To Negotiate a Carbon Tax: A Rough Map of Interactions, Tradeoffs, and Risks

Justin Gundlach

This Article assumes that the federal government will assign a price to carbon dioxide emissions via legislation by the early 2020s for one or more of myriad reasons.  This Article’s purpose, however, is not to substantiate that assumption, but to explore a particular aspect of the adoption of such legislation.  The contents of that legislation will reflect negotiated agreements—built on various political tradeoffs—over a host of policy issues, ranging from taxes to energy efficiency standards.  These tradeoffs would implicate not only the tax’s scope and rate, but also the policies with which the tax would interact.  This Article describes interactions between a carbon tax and various existing and proposed policies relating to climate change, energy, and environmental protection.  It proceeds in five parts: Part II highlights three key points of background; Part III summarizes the universe of policies that can be expected to interact with a carbon tax; Part IV provides a rough typology of interactions among a carbon tax and other policies, labeling them Complementary, Concurrent, or Conflicting; Part V identifies several important potential tradeoffs; and Part VI, which is less descriptive and more prescriptive than the other four, highlights the risks of particular tradeoffs to the effectiveness of a climate change mitigation policy suite that includes a carbon tax.  One thing this Article does not address is a discussion of the quantities of greenhouse gas (“GHG”) emissions that would likely be reduced by a carbon tax alongside or as a net result of combination with other policies—existing or otherwise.  Such a discussion would be a useful line of further research but is beyond the scope of this Article.

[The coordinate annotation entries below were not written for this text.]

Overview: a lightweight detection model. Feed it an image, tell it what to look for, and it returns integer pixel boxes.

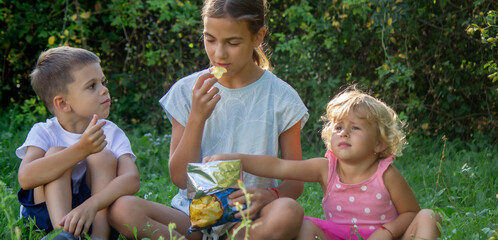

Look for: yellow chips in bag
[189,195,223,228]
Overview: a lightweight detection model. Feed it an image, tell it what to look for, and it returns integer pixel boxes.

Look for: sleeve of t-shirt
[104,121,137,161]
[16,123,51,159]
[159,72,202,126]
[275,83,309,133]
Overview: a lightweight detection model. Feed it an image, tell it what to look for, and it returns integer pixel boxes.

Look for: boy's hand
[191,73,221,121]
[78,114,107,155]
[59,201,97,238]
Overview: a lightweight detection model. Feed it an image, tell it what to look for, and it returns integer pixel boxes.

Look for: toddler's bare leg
[41,147,72,229]
[297,219,327,240]
[230,198,304,240]
[87,150,118,239]
[402,209,441,240]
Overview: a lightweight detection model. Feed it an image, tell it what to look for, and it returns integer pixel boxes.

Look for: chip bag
[187,160,241,233]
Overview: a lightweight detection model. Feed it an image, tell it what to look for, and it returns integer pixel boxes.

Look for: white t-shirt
[16,117,136,193]
[159,69,309,214]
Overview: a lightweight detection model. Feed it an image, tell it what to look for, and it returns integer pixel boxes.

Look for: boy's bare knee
[86,150,118,170]
[107,196,137,233]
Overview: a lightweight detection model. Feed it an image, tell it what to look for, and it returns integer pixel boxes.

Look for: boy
[16,47,140,239]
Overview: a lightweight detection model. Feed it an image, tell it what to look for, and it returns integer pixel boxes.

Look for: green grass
[0,108,498,239]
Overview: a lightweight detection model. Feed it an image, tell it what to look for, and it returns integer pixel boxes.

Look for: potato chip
[211,66,227,79]
[189,195,223,228]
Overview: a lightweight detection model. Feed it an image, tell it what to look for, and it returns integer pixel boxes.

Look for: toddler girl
[204,88,441,239]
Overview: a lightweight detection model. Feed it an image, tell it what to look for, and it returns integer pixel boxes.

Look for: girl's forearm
[169,116,204,189]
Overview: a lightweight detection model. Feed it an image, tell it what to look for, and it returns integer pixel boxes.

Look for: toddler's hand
[228,188,275,219]
[190,73,221,121]
[79,115,107,155]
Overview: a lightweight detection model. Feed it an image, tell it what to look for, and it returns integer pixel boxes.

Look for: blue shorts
[17,174,92,232]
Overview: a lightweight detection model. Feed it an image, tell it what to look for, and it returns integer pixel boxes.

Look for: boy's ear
[53,95,71,112]
[254,27,266,48]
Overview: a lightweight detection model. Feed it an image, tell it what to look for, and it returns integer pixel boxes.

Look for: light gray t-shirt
[16,117,136,193]
[159,69,309,215]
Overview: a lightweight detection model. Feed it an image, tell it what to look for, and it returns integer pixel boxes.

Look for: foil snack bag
[187,160,241,233]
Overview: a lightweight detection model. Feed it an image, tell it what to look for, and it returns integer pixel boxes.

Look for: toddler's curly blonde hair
[322,86,407,158]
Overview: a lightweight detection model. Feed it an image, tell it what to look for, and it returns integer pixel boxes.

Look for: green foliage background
[0,0,498,144]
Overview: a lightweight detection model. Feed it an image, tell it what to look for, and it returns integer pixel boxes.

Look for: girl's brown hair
[202,0,271,69]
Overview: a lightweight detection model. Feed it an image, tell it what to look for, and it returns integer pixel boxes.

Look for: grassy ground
[0,109,498,239]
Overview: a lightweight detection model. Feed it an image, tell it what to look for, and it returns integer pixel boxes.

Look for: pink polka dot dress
[305,151,398,239]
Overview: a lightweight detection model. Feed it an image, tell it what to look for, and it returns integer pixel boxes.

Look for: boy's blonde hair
[29,46,100,113]
[322,86,406,158]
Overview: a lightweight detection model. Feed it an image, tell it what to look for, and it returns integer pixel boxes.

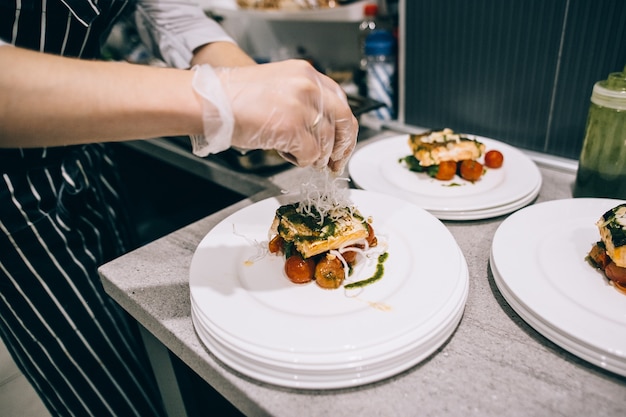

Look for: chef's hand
[192,60,358,173]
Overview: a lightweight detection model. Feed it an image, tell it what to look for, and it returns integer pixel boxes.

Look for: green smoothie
[574,68,626,199]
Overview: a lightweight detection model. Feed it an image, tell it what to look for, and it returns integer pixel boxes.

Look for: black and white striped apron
[0,0,164,417]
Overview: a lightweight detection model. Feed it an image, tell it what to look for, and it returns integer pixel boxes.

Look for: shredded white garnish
[296,169,354,224]
[233,223,269,263]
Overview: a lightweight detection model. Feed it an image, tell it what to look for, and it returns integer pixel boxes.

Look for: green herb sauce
[344,252,389,290]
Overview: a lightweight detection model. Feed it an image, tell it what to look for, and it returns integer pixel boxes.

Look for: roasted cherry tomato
[285,254,315,284]
[485,150,504,168]
[459,159,483,181]
[435,161,456,181]
[589,244,612,271]
[315,255,346,290]
[604,262,626,285]
[366,223,378,248]
[267,235,285,253]
[341,245,357,265]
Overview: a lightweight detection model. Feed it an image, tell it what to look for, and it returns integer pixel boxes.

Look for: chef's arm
[191,42,256,67]
[0,45,203,147]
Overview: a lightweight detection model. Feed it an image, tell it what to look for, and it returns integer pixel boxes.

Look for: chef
[0,0,358,416]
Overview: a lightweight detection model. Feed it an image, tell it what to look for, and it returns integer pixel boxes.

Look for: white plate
[349,135,542,220]
[491,198,626,376]
[190,190,468,389]
[430,184,541,221]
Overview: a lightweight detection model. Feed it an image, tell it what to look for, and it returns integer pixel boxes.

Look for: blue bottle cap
[365,30,396,56]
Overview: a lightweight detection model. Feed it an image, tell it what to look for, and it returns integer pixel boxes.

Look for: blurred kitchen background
[198,0,626,159]
[0,0,626,416]
[95,0,626,242]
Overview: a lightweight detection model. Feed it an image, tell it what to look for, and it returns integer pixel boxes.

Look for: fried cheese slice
[270,204,369,259]
[409,129,485,167]
[596,204,626,268]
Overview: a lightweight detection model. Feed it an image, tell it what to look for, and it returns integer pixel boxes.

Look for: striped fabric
[0,0,165,417]
[0,145,167,416]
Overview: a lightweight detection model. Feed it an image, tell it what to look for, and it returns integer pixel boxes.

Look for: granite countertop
[100,132,626,417]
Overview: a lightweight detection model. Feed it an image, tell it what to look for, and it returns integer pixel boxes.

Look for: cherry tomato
[341,250,357,265]
[604,262,626,285]
[460,159,483,181]
[485,150,504,168]
[267,235,285,253]
[435,161,456,181]
[589,244,612,271]
[315,255,345,290]
[366,223,378,248]
[285,254,315,284]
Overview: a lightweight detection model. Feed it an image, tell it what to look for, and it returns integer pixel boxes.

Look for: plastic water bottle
[359,4,378,71]
[365,30,396,120]
[354,4,378,97]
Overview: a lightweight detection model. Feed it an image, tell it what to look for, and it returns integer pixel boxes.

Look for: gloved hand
[192,60,358,173]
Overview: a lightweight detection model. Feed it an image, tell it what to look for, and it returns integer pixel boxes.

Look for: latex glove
[192,60,358,173]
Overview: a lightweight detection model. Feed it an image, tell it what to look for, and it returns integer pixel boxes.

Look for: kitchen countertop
[100,132,626,417]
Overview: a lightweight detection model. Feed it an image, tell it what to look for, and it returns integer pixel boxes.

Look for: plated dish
[189,190,468,389]
[490,198,626,376]
[349,135,542,220]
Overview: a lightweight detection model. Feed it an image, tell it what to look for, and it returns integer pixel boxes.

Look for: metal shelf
[205,0,373,22]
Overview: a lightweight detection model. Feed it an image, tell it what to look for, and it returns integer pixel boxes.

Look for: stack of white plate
[349,135,542,220]
[490,198,626,376]
[190,190,468,389]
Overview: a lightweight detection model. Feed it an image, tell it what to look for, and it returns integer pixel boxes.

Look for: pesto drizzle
[343,252,389,290]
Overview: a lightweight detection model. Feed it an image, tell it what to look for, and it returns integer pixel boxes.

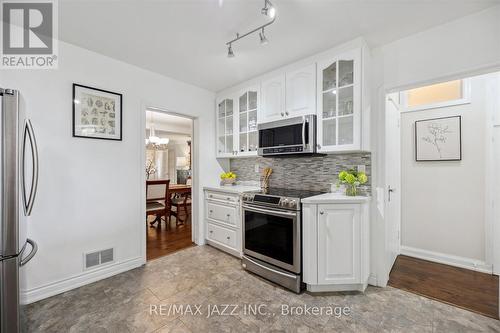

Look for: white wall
[401,74,496,263]
[371,6,500,286]
[0,43,221,301]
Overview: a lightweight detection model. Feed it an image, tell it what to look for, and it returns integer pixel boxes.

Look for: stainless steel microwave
[257,114,316,156]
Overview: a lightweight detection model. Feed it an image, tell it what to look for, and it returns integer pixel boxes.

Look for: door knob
[387,185,396,202]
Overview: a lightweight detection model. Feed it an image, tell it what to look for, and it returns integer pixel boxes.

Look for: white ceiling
[59,0,500,91]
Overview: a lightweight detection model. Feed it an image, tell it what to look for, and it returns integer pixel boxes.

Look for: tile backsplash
[230,153,371,194]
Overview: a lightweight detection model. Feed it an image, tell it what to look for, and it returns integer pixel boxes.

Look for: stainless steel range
[242,189,321,293]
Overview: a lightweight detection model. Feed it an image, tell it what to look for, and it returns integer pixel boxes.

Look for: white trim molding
[21,257,144,304]
[401,246,493,274]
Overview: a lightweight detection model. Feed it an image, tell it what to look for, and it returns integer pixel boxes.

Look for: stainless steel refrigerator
[0,88,38,333]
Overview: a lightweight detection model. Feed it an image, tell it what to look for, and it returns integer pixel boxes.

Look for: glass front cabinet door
[235,86,260,156]
[317,49,361,152]
[217,97,238,157]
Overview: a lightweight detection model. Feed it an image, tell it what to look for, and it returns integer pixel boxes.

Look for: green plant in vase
[337,169,368,197]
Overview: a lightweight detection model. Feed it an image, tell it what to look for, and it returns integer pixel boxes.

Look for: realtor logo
[0,0,57,69]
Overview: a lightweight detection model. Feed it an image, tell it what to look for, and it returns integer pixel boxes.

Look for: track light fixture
[227,44,234,58]
[260,0,276,18]
[259,28,269,45]
[226,0,276,58]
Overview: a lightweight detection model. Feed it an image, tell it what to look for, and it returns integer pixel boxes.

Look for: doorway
[385,73,500,318]
[144,109,194,260]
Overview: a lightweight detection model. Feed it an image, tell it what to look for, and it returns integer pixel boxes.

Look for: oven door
[258,115,316,156]
[243,205,301,274]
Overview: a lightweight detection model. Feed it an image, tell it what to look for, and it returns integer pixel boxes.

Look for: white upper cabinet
[259,74,286,123]
[259,64,316,123]
[217,39,370,158]
[217,96,238,157]
[217,85,260,158]
[317,49,362,152]
[285,64,316,117]
[235,86,260,156]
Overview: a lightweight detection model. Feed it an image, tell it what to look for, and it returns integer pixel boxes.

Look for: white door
[385,93,401,273]
[318,204,361,284]
[492,124,500,275]
[285,64,316,117]
[258,75,285,123]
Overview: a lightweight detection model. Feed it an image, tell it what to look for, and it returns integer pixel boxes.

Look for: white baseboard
[21,257,144,304]
[401,246,493,274]
[368,274,378,287]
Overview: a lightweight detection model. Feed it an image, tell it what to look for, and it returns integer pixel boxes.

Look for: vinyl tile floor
[27,246,500,333]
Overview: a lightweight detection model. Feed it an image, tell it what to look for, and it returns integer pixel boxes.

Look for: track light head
[259,28,269,45]
[227,44,234,58]
[260,0,276,18]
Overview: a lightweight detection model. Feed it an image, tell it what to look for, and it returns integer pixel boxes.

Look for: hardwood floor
[146,217,195,260]
[389,255,498,319]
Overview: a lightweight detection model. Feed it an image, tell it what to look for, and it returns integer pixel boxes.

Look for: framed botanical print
[73,83,122,141]
[415,116,462,162]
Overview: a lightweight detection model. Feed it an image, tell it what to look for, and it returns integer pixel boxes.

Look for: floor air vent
[85,248,114,269]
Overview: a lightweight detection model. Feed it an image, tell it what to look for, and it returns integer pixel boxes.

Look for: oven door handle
[243,206,297,217]
[245,256,297,279]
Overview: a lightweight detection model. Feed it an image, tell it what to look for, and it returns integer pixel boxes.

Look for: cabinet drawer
[207,223,236,249]
[206,192,239,204]
[207,201,239,226]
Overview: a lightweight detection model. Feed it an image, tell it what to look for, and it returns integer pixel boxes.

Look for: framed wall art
[73,83,122,141]
[415,116,462,162]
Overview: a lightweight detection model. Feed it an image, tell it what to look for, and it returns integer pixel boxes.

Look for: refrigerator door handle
[20,238,38,266]
[21,119,38,216]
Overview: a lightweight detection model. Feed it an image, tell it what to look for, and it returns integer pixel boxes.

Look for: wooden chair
[170,193,191,226]
[146,180,171,229]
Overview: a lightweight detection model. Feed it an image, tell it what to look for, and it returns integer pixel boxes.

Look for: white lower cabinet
[303,203,369,292]
[205,191,242,257]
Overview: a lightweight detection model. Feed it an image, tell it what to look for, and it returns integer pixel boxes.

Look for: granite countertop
[301,193,371,204]
[203,185,260,194]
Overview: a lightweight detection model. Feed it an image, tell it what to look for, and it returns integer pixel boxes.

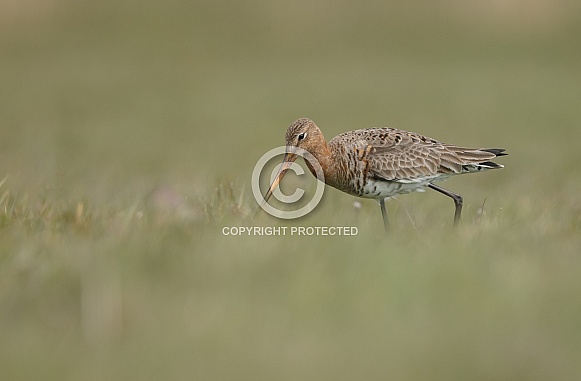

Why consider all of this now, in a political climate decidedly averse to addressing climate change at all?  This Article takes as its basic premise that several circumstances create a real possibility that Congress could adopt a price on carbon, in the form of a tax, sometime around (most likely after) the 2020 presidential election: (i) a substantial number of Republican members of Congress and the Senate privately acknowledge the reality of anthropogenic climate change, and would support effective mitigation policy if doing so became less politically poisonous for them; (ii) Republicans’ control of Congress and the White House makes the present an opportune time to dismantle Obama-era regulatory responses to climate change, namely the Clean Power Plan and other regulations based on an interpretation of the Clean Air Act as requiring the Environmental Protection Agency to regulate GHG emissions; (iii) Democrats would bitterly oppose any Republican effort to undo all means of mitigating climate change by regulating GHG emissions and some Republicans would defect to join them; (iv) the Trump campaign promised a large program of infrastructure spending as well as income tax cuts, leaving open the question of how to secure new revenues to cover at least some of the promised spending; (v) Republicans’ complete control of Congress and the White House will not persist, and most Republican politicians recognize this; and thus, (vi) Republicans currently hold the strongest bargaining position they will have for the foreseeable future on the subject of federal climate change mitigation policy.